Haydi farklı bir konuya geçelim. Bildiğiniz üzere Instagram'da
ayrı bir müzik hesabım var. Bilmiyorsanız da nickim evcil_music, girip
bakabilirsiniz. Son birkaç aydır bir müzisyen arkadaşımla bir araya gelip evde
kayıtlar yapıyoruz. Biz bayağı eğleniyoruz, beğendiklerimizi videoya kaydedip paylaşıyoruz.
Küçük bir dinleyici kitlemiz var; ama benim bayağı içime sinen içeriklerimiz
var. Arada profilime girip tek tek videoları izliyorum ve gerçekten beğeniyorum.
Sesimi seviyorum, enerjimi seviyorum. İnsanlara bunu yayabildiğimi görmek de
beni mutlu ediyor.
Evde spor deneyimlerimden de bahsederek bu yazıyı
sonlandıracağım. Ben spor salonuna düzenli giden biriyim. Evde yapmaya üşenirim
diye gidiyorum aslında. Spor aletlerinden ziyade pilates ekipmanlarıyla çalışıyorum.

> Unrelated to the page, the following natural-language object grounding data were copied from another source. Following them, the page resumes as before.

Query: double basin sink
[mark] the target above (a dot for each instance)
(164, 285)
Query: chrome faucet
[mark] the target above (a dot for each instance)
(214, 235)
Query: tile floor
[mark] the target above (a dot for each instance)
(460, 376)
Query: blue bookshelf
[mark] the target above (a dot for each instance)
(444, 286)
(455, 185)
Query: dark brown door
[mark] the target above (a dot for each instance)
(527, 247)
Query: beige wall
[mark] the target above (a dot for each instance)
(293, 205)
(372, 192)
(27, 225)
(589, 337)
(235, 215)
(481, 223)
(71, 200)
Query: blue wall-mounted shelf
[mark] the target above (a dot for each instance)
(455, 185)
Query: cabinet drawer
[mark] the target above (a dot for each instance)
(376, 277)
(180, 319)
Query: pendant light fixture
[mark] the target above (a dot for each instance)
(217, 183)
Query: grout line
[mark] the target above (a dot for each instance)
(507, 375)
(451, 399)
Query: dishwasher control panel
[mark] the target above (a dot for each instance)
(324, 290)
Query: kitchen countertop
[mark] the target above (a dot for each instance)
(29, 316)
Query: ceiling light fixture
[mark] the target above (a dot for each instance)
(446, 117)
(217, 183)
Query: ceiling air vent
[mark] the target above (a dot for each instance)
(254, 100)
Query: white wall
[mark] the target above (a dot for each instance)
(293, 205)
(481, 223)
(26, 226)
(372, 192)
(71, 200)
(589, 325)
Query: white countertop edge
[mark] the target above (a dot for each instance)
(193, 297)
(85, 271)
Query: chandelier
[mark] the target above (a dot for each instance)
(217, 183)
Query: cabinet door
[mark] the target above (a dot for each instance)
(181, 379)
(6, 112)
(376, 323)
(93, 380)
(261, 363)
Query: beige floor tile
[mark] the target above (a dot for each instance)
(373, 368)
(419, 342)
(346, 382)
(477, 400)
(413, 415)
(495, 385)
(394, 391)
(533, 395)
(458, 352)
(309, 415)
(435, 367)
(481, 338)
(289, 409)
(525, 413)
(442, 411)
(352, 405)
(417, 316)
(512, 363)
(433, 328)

Bu süreçte mecburen evde kalınca, Youtube'dan ekipmansız yapılan egzersiz videolarıyla çalışmaya başladım. O kadar bela sikici videolar ki bunlar ashdjd
mahvoldum mahvoldummm. Size yemin ederim benim 1,5 saatlik sporuma bedel 20 dk’lık
work out videoları var. İlk gün epey sarstı, tabii sonraki antrenmanlarımda
rahatlıkla adapte oldum. Bir de Çetin Çetintaş’ın yoga videolarına başladım. Canım
kuzenim sağ olsun, hayatıma büyük bir kalite katmış oldu. Henüz ilk videodayım,
bir hafta boyu her gün uygulayacağım. Size yemin ederim ki 25 dk’lık video
bittiğinde yeniden doğmuş gibi oluyorum. İnanılmaz rahatlıyorum ve gevşiyorum.
Herkese tavsiye ederim. Blogtan bu akşamlık bu kadar!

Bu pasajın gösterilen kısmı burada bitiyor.